The next 4-5 matches will tell, can we kick on and win v Leics, Chelsea… or will we continue to be inconsistent and frustrating for all fans.
Winadjum is a puzzle though. Mane has looked awesome but the other guy seems weird just hope there’s s plan here n were not writing off top 4 by Xmas cause the others look great already. Manchester I mean
Wijnaldum has looked pretty good to me and I can’t quite get my head around what people are expecting to see from him in the first few games of the season when the midfield are still getting to know each other.
I really like Joe Allen but he isn’t making the run Wijnaldum makes into the box for Lallana’s goal against Arsenal nor is he carrying the ball up the ground on the counter at the end of the game against Spurs. It seems to me that Klopp backs his ability to coach players into making the right decisions and so he prioritises raw materials when looking to sign a player.
We have already seen some pretty good football at the start of this season so why don’t we trust him to work with what he is selected before we start dissecting every transfer decision.
Your site sucks ass posting on a phone. Hit me up I’ll help with it. It’s so annoying.
Gotta turn my phone all kinds of ways do symbols cant see shit.
What the fuck does “suck ass” and “hit me up” mean?
You are talking shite
Winjaldum has played 3 games and people cant get their heads around him.,…..
football fans are generally very good at analysing a game with hindsight (and a huge dollop of confirmation bias).
football fans are generally fucking useless at seeing the future (there is no sky pundit to tell them what’s what I guess).
I would bet no-one on here has a clue what Klopps plans are for this season. Is he looking to convert a few players into new positions – after all Mellor and Spearing discussed how flexible the modern player needs to be?
If you go through the top 5 or 6 clubs you will see a number of players who are not playing the position you might have thought – Danny Rose, Daley Blind, Antonio Valencia to name 3.
Then start to tell me what position Sanchez, Ozil, Firmino, Coutinho, Fernandinho all actually play and whether its the position you think. Because I bet its not the same every week.
So, why cant Klopp develop Henderson into a top DM or Joe Gomez into a RB? If your starting position here is they aren’t good enough, then you simply don’t get the modern footballer. These lads are all good enough to kick a ball at the highest level. The position they do it can be developed if the manager wants to.
Carragher didn’t start his life as a LB. Jay Spearing was a fucking CB for gods sake. James Milner has played about 146 different positions in his life.
If Klopp feels he sees enough in certain players to develop new attributes in them then all good on him. As I bet its not as hard as you think.

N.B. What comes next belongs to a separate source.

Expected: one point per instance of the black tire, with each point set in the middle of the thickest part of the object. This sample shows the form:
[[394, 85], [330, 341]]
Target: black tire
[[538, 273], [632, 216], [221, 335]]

It might take a month or 3 to do it but you have to trust Klopp and believe a lad is good enough to kick a ball in a piece of the pitch that’s 20 yards away from where he used to kick it.
It’s not a whole question of whether player can be developed.
The question is whether the weaknesses of the current squad have been addressed to enable the club to compete in the champions league?
I just cannot get over the credit that’s given to Mellor and Spearing for confirming what has always been blindingly obvious regarding the requirements for flexibility and adaptability imposed on contemporary football players.
What does the fact that Spearing started out as CB but ended up in central midfield as a senior pro tell us, anyway? Unless you’re Mascherano and playing for FCB, how in the heck are you going to ever make a senior professional football career at CB whilst being the size of Jay Spearing (a hard constraint, genetically imposed, nothing he could do about it)?
Mellor himself told us he has extremely limited experience in being used in any position other than “center-forward”, and that he grew up playing in and being comfortable as part of a 442. What did he tell us, other than platitudes about professionalism, that we did not already know?